Keep in mind, Bush claimed to look into Putin's eyes and see his soul. 
BBC Link

And McCain is proud that his top foreign policy adviser is a Georgian lobbyist.
Huffington Post Link

Dirty dogs all...


----------



## Nick Batzdorf

I have to wonder what Putin is getting at, because he wouldn't say something totally off the wall. There must be something behind it.

What's for sure is that our foreign policy of - as Joe Biden said right away after Obama's announcement that he was the choice - uniting our enemies and dividing our friends over the past eight years has made Russia and several other countries feel their oats.
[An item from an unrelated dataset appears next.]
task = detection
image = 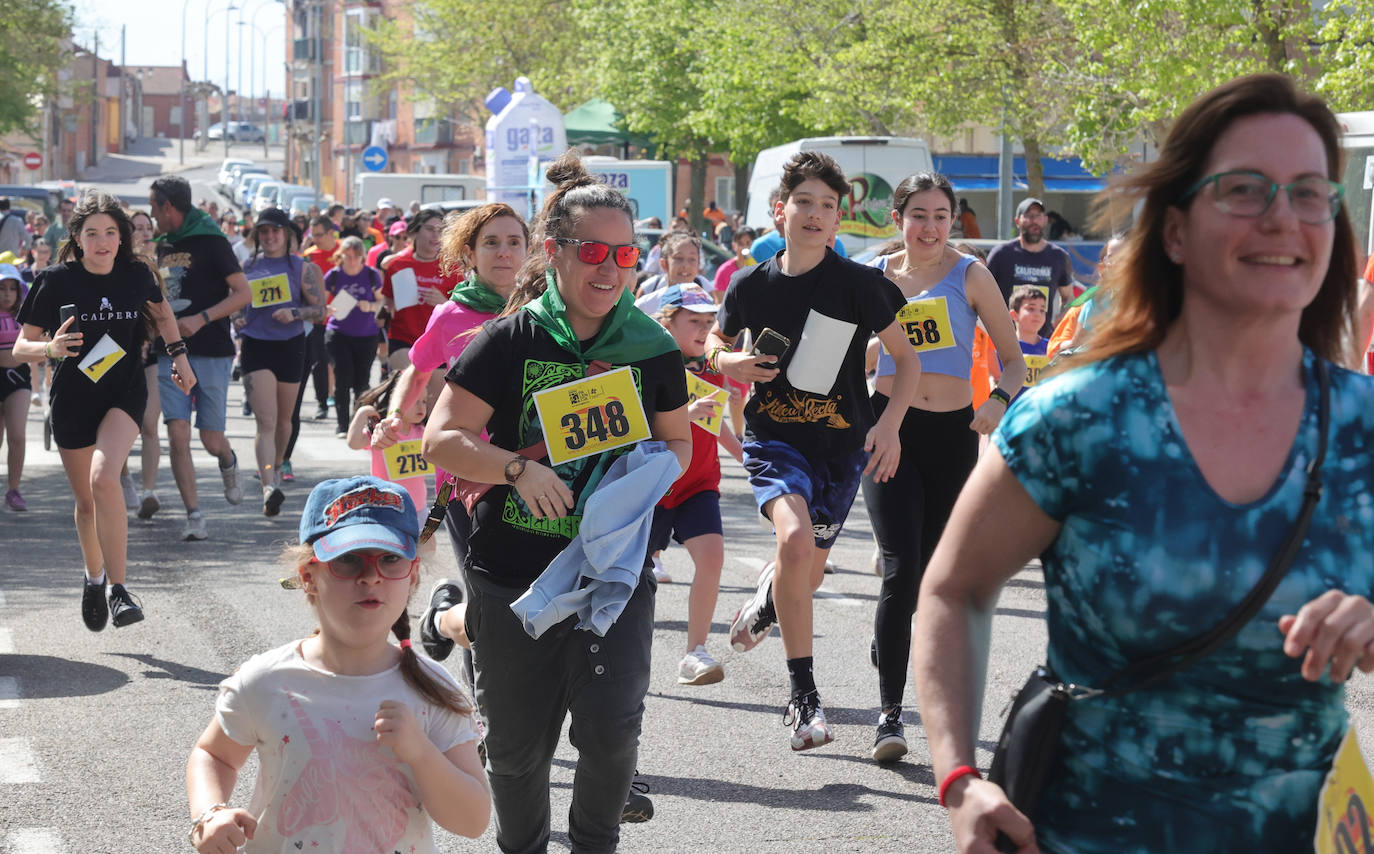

That line (uniting/dividing) is straight out of Zbniew Brzezhinski's book "Second Chance," and it's so true.

(Actually Biden left out the part about uniting our enemies, but it was implicit.)


----------



## Fernando Warez

*Re: Putin accuses U.S. of orchestrating Georgian war*



JonFairhurst @ Thu Aug 28 said:


> *Putin accuses U.S. of orchestrating Georgian war*
> CNN Link
> 
> Keep in mind, Bush claimed to look into Putin's eyes and see his soul.
> BBC Link
> 
> And McCain is proud that his top foreign policy adviser is a Georgian lobbyist.
> Huffington Post Link
> 
> Dirty dogs all...



Randy Scheunemann was a collaborator for the PNAC(Project for the New American Century ). The guys is just an other neocon. 

http://fr.wikipedia.org/wiki/PNAC


----------



## Robobino

Obama / Biden...

*O*s*ama*/ *Bi*n La*den*...

>8o 

:mrgreen:


----------



## JonFairhurst

_"And the Lord sent Jerubbaal and *Barak*, and Jephthah and Samson, and rescued you out of the hand of your enemies on every side; and you lived in safety." _
I Sam 12:11

_"Then the Lord said to *Cain*, "Where is your brother Abel?" [Cain] said, "I do not know, am I my brother's keeper?" And the Lord said, "What have you done? Listen, your brother's blood is crying out to me from the ground ...you are cursed...you will be a fugitive and a wanderer on the earth."_
Gen 4:9-12

0oD


----------



## Robobino

Nothing about Biden in the scriptures?... In Planet of the Apes, they talk about the "for Biden zone"... (o)


----------



## SvK

People have acused me of drinking the Obama "Kool-Aid".............well, after that speech i say............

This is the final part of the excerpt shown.